Figure 4. Impact on Lys-PG production and resistance to antimicrobial peptides of MprF(−8) and MprF(−C) expressed in trans.

The two protein domains were expressed on separate plasmids [pRB474mprF(−8) and pTX15mprF(−C)] in S. aureus ΔmprF. A) Polar lipids were separated by TLC and stained with the aminogroup-specific dye ninhydrin. B) Minimal inhibitory concentrations of gallidermin and daptomycin. pRB474 and pTX16 are empty control plasmids. Means and SEM of three independent experiments are shown. ***, P<0.001; ns, not significantly different versus S. aureus ΔmprF containing plasmid pRB474mprF and pTX16.

Figure 5. Impact of the hydrophobic N-terminal domain of MprF on the ability of Lys-PG to repulse cationic cytochrome c and to reach the outer leaflet of the cytoplasmic membrane.

A) The capacities of S. aureus wild-type (WT) and ΔmprF (left panel) or ΔmprF containing the indicated plasmids (right panel) to bind cytochrome c were compared. B) Inner and outer-leaflet localization of Lys-PG in ΔmprF bearing the indicated plasmids was determined by analyzing the ability of the membrane-impermeable fluorescent dye fluorescamine to react with Lys-PG. pRB474 and pTX16 are empty control plasmids. Means and SEM of three (A) and four to eight replicas from two (B) independent experiments are shown. *, P<0.05; **, P<0.01; ns, not significantly different versus S. aureus WT (A, left panel) or ΔmprF containing plasmids pRB474mprF and pTX16 (A, right panel).
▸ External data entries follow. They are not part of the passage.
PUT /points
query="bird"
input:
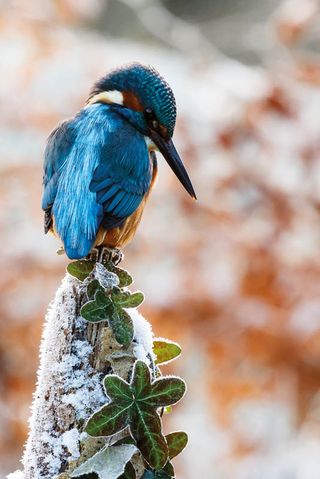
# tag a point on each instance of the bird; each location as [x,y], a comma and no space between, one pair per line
[100,165]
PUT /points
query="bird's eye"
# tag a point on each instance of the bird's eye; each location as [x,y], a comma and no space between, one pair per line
[148,112]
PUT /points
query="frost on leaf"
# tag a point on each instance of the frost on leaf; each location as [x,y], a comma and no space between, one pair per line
[80,269]
[109,463]
[165,350]
[135,405]
[106,278]
[125,279]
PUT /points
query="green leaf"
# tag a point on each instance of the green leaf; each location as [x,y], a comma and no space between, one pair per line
[146,429]
[135,405]
[125,299]
[176,441]
[148,475]
[141,380]
[125,279]
[129,472]
[165,392]
[93,287]
[165,350]
[100,309]
[109,419]
[80,269]
[109,463]
[122,326]
[118,390]
[168,469]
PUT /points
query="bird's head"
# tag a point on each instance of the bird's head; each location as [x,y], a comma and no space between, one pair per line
[140,95]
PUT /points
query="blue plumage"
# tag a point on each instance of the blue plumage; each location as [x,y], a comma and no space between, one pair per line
[97,171]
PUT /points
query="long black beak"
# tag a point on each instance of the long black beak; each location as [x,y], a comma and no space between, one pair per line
[169,152]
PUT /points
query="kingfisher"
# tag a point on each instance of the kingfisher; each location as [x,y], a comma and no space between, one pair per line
[100,165]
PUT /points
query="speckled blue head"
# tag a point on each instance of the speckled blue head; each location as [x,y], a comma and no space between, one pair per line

Figure 6. Model for the mode of MprF-mediated bacterial CAMP resistance.

Lys-PG is synthesized from Lys-tRNA and PG by the synthase domain of MprF. Lys-PG can only neutralize the outer surface of the membrane upon translocation to the outer cytoplasmic membrane leaflet, which is facilitated by the large N-terminal integral membrane domain of MprF.